- Born: 10 April 1817 Lugano, Switzerland
- Died: 6 July 1890 (aged 73) Lugano, Switzerland
- Occupations: Printer, lithographer
- Known for: Printing business, public service
- Spouse: Demetria Foletti ​(m. 1845)​
- Parent(s): Francesco Veladini (father) Francesca Guioni (mother)
- Relatives: Pasquale Veladini (brother) Giovanni Antonio Veladini (brother)

= Antonio Veladini =

Swiss printer and politician

Antonio Veladini (10 April 1817 – 6 July 1890) was a Swiss printer, lithographer, and politician from Lugano in the canton of Ticino.

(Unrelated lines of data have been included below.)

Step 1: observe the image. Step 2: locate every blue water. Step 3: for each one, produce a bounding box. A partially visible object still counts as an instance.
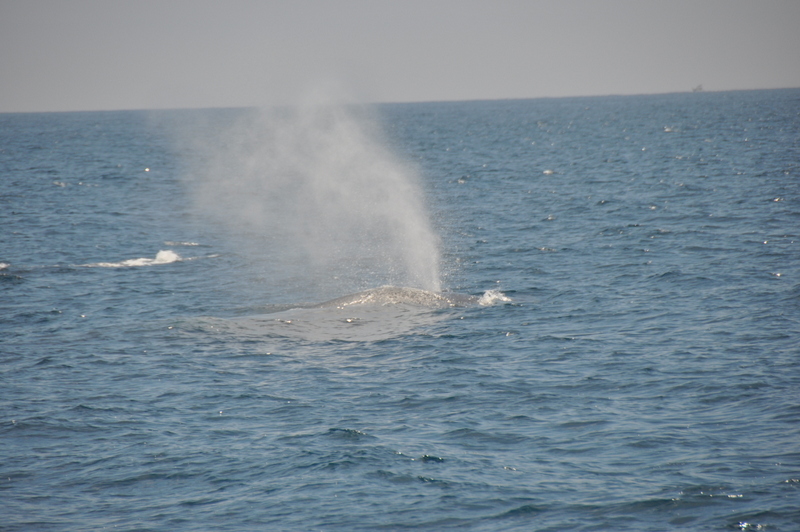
[0,90,800,531]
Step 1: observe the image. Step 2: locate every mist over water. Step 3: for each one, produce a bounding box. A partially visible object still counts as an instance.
[188,103,441,296]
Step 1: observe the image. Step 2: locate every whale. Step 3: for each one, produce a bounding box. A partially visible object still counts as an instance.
[311,286,480,308]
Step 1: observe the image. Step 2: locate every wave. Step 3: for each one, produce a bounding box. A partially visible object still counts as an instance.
[81,249,184,268]
[203,286,511,342]
[312,286,511,308]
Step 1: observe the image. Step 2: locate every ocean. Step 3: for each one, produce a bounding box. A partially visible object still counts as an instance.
[0,89,800,531]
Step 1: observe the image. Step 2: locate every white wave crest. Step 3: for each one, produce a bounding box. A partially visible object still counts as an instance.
[478,290,511,307]
[82,249,183,268]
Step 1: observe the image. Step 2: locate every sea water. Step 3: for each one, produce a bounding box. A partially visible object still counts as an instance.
[0,90,800,531]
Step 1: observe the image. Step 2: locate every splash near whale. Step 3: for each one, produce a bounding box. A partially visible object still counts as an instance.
[186,94,441,299]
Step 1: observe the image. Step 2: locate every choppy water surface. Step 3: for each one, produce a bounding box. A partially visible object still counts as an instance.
[0,90,800,531]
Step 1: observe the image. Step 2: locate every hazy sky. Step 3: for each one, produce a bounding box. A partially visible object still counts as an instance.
[0,0,800,112]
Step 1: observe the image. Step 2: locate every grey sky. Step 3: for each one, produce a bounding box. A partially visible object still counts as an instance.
[0,0,800,112]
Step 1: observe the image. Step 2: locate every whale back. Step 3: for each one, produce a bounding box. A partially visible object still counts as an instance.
[314,286,478,308]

== Early life and education ==
Veladini was born on 10 April 1817 in Lugano, the son of Francesco Veladini, a printer, and Francesca Guioni. He was Catholic and a citizen of Lugano. He attended the Collège Saint-Antoine in Lugano and the institute of Alberto Lamoni in Muzzano, before completing an apprenticeship as a typographer in Zurich. In 1845, he married Demetria Foletti.

== Career ==

=== Printing business ===
From 1836 to 1840, Veladini worked as an associate in his father's printing business (Veladini) alongside his brothers Pasquale and Giovanni Antonio. In 1843, he opened a small lithography workshop in Lugano.

=== Public service ===
Veladini served as a municipal councillor in Lugano and acted as deputy to his brother Giovanni Antonio in the latter's role as prefect. For many years, he held the position of keeper of the mortgage registry (conservatore delle ipoteche), but was dismissed by the conservative government in 1877. He also worked as an agent for the Ticino Cantonal Bank.

=== Other activities ===
Veladini was a member of the Demopedeutica (Society for Popular Education) from 1860 onwards. As an artillery officer, he participated in the Sonderbund War in 1847.